VisuMax Femtosecond Laser Small Incision Lenticule Extraction for the Correction of High Myopia

Sponsor

London Vision Clinic (Other)

Overall Status

Unknown status

CT.gov ID

NCT02528123

Collaborator

(none)

187

Enrollment

Location

Arm

Duration (Months)

3.5

Patients Per Site Per Month

Study Details

Study Description

Brief Summary

The purpose of this study is to validate the safety and effectiveness of treating myopia (short-sightedness) higher than -10D using small incision lenticule extraction (SMILE) with the VisuMax femtosecond laser.

Condition or Disease	Intervention/Treatment	Phase
Myopia Refractive Errors	Procedure: Small incision lenticule extraction Drug: Tobramycin and dexamethasone Drug: Ofloxacin Drug: Proxymetacaine 0.5% Drug: Oxybuprocaine 0.4%	N/A

Detailed Description

Laser refractive surgery (LASIK and PRK) has been established for 25 years to treat myopia (short-sightedness). Over this time, the technology has been significantly improved to enable safe treatment of myopia up to -15D. Improvements including changing the shape of the lens of corneal tissue removed to better match the natural shape, and increasing the diameter of the applied correction to cover larger pupil sizes, have greatly reduced side-effects such as night vision glare and halos. Similarly, safety has been improved by using a laser (femtosecond laser) to create the corneal flap rather than a blade (known as a microkeratome), meaning that the cornea is reliably left with more than the safe amount of tissue.

In 2006, a new method of laser refractive surgery was introduced, small incision lenticule extraction (SMILE), which provides a minimally invasive keyhole method as it avoids the need to create a flap. In SMILE, a single laser (femtosecond laser) is used to make two curved cuts inside the cornea (without breaching the outside) that separate the lens of tissue that needs removing to focus the vision. This lens of tissue is removed in once piece (rather than evaporated as in LASIK) through a small 2mm wide tunnel to the surface.

SMILE has been used to treat short-sightedness up to -10D for more than 200,000 procedures worldwide and has been shown to achieve similar results to LASIK. However, because no flap is needed, this upper part of the cornea can also contribute strength, meaning that the cornea is stronger after SMILE than after LASIK. It is also expected that the accuracy for higher corrections using SMILE would be better than LASIK because the potential inaccuracies associated with excimer lasers (used in LASIK) are eliminated. This study will investigate the results of SMILE for myopia above -10D.

Study Design

Study Type:

Interventional

Anticipated Enrollment :

187 participants

Allocation:

N/A

Intervention Model:

Single Group Assignment

Masking:

None (Open Label)

Primary Purpose:

Treatment

Official Title:

VisuMax Femtosecond Laser Small Incision Lenticule Extraction for the Correction of High Myopia

Study Start Date :

Apr 1, 2016

Anticipated Primary Completion Date :

Sep 1, 2020

Anticipated Study Completion Date :

Sep 1, 2020

Arms and Interventions

Arm	Intervention/Treatment
Experimental: Small incision lenticule extraction Patients with high myopia will undergo a SMILE procedure to correct their refraction.
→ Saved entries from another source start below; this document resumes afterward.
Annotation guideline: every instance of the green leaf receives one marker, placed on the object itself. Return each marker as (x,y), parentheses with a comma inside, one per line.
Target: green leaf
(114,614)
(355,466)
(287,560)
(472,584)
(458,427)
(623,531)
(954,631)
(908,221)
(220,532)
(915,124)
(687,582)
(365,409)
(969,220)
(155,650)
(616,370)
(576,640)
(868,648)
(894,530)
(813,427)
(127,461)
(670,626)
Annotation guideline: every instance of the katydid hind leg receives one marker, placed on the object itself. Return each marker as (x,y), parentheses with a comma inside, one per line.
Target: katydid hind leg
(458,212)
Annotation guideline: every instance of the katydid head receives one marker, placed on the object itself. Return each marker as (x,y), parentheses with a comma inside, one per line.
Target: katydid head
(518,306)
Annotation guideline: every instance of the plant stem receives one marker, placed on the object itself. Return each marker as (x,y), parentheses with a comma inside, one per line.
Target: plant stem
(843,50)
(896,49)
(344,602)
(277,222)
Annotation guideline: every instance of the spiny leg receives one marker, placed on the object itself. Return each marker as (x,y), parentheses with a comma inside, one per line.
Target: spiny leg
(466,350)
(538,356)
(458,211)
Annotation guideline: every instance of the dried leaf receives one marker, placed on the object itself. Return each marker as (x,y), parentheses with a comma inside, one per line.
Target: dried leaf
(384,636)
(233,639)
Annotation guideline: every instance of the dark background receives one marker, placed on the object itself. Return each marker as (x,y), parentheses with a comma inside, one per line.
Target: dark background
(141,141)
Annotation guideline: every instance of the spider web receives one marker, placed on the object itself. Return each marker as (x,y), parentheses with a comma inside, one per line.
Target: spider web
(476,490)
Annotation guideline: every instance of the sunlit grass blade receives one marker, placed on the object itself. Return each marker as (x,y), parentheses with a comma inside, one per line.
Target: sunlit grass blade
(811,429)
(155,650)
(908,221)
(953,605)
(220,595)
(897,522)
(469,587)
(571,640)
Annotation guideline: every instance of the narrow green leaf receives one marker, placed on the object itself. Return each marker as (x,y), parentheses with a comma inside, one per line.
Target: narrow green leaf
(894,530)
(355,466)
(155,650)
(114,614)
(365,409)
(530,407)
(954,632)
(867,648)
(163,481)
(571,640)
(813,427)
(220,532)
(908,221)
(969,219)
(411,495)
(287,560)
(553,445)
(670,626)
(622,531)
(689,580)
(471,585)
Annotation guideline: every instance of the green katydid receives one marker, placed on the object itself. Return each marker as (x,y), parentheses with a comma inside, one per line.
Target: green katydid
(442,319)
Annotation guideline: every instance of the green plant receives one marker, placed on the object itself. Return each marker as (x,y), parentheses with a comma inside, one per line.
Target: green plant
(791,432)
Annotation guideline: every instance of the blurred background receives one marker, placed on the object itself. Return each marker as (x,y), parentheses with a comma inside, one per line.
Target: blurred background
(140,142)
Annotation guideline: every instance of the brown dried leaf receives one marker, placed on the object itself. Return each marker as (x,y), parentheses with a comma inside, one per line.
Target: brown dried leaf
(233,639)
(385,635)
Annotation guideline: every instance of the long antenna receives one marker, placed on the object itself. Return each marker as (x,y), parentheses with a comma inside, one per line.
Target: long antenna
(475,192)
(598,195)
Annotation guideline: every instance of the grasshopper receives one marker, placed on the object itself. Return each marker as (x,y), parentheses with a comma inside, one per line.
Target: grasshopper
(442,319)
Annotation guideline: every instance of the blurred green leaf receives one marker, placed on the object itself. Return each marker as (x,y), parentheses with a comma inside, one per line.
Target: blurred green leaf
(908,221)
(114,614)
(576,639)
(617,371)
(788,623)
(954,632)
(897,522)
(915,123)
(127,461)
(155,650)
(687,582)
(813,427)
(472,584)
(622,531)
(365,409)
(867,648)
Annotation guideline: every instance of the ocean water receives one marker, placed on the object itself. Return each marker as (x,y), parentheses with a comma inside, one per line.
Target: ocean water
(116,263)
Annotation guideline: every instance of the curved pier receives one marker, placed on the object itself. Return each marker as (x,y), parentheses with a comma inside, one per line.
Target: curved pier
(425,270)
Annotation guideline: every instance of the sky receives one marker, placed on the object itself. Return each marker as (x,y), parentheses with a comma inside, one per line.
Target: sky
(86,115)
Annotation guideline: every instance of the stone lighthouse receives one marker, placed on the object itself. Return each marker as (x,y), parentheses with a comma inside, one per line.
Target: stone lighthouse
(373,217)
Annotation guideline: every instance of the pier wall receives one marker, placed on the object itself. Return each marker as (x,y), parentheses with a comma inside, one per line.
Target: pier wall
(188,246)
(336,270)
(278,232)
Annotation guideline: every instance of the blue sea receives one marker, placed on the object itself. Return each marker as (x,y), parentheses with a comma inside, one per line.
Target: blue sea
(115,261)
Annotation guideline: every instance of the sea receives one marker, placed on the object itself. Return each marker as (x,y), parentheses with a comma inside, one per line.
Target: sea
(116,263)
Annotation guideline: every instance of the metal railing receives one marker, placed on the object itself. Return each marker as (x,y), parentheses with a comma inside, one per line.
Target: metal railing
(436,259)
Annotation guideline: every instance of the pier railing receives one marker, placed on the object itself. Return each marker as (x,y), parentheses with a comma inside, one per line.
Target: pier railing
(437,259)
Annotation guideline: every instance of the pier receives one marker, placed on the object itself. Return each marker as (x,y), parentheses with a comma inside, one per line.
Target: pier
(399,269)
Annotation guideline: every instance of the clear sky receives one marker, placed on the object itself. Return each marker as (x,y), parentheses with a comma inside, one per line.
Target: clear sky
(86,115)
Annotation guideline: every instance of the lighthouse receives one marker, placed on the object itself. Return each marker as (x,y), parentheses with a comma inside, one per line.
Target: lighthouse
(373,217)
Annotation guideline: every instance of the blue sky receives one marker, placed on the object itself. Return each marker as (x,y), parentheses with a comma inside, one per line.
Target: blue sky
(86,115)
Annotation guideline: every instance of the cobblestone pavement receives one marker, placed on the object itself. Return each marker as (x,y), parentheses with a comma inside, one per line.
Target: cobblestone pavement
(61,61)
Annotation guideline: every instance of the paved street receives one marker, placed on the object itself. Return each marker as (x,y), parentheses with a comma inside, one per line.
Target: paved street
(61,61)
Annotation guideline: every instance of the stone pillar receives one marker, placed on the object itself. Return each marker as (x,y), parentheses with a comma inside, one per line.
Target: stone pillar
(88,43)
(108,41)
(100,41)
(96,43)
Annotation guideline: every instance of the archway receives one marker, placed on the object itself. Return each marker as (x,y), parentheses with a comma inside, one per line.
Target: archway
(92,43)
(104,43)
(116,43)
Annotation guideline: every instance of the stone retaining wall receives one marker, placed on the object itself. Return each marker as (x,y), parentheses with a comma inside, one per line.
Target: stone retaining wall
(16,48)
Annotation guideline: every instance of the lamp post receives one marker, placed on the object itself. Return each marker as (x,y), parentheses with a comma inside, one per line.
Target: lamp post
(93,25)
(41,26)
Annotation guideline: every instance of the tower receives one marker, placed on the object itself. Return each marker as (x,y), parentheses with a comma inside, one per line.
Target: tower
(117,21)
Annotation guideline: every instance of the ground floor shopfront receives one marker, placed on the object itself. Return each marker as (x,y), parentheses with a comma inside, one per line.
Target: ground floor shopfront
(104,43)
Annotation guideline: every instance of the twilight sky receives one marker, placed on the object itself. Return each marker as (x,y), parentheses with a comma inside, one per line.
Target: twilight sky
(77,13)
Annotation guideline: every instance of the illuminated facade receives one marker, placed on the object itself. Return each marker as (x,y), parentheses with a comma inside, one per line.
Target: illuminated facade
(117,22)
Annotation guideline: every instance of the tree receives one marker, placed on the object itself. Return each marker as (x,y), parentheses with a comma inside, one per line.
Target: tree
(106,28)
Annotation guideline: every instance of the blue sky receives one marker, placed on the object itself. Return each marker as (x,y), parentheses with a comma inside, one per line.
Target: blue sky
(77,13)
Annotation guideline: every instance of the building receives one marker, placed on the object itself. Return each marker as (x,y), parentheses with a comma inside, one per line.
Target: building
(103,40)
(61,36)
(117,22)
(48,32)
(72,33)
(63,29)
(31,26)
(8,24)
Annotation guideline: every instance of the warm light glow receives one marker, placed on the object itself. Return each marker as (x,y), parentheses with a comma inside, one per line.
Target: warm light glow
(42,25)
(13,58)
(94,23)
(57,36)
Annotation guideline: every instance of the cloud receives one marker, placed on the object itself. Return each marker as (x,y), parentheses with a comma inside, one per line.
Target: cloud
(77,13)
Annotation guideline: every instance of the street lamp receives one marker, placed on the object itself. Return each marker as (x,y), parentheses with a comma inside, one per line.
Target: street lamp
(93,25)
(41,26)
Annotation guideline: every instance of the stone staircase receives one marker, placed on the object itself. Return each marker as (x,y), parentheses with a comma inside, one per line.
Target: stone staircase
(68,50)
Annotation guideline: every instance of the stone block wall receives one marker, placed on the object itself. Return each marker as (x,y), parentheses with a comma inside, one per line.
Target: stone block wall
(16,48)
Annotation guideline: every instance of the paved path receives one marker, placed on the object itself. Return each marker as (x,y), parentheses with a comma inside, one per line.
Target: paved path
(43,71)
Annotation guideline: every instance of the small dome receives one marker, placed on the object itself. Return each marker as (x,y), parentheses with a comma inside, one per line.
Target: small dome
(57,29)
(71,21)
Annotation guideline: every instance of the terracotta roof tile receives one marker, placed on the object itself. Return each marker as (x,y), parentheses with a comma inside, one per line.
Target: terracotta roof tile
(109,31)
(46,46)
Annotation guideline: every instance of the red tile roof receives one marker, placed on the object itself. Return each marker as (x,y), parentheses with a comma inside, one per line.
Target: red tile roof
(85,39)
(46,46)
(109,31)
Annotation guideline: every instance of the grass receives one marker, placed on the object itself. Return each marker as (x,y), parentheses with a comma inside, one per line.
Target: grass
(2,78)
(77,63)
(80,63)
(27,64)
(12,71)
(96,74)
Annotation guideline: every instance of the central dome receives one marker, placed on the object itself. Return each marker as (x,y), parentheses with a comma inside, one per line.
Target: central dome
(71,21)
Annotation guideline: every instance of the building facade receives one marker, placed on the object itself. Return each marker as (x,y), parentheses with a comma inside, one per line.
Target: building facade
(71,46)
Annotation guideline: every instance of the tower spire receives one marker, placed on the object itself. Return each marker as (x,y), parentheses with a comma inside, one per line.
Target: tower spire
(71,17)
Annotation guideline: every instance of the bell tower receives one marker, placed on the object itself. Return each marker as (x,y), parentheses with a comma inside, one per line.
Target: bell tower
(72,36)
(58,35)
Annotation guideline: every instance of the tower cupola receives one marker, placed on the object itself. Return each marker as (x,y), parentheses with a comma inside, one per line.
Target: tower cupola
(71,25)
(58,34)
Proxymetacaine 0.5% and Oxybuprocaine 0.4% will be used as anaesthetic during the procedure. Tobramycin and dexamethasone, and ofloxacin will be used four times a day for one week after the procedure.	Procedure: Small incision lenticule extraction The VisuMax femtosecond laser is used to create two interfaces that define a refractive lenticule of stromal tissue and a 2mm wide tunnel to connect the upper layer to the corneal surface. The lenticule is manually dissected and removed through the small 2mm incision without the need to create a flap as in LASIK. Other Names: ReLEx smile SMILE Drug: Tobramycin and dexamethasone Tobramycin and dexamethasone (Tobradex) eye drops will be used four times a day for 1 week after the procedure Drug: Ofloxacin Ofloxacin (Exocin) eye drops will be used four times a day for 1 week after the procedure Drug: Proxymetacaine 0.5% Proxymetacaine 0.5% eye drops will be used as an anaesthetic during the procedure Drug: Oxybuprocaine 0.4% Oxybuprocaine 0.4% eye drops will be used as an anaesthetic during the procedure

Arm

Intervention/Treatment

Experimental: Small incision lenticule extraction

Patients with high myopia will undergo a SMILE procedure to correct their refraction. Proxymetacaine 0.5% and Oxybuprocaine 0.4% will be used as anaesthetic during the procedure. Tobramycin and dexamethasone, and ofloxacin will be used four times a day for one week after the procedure.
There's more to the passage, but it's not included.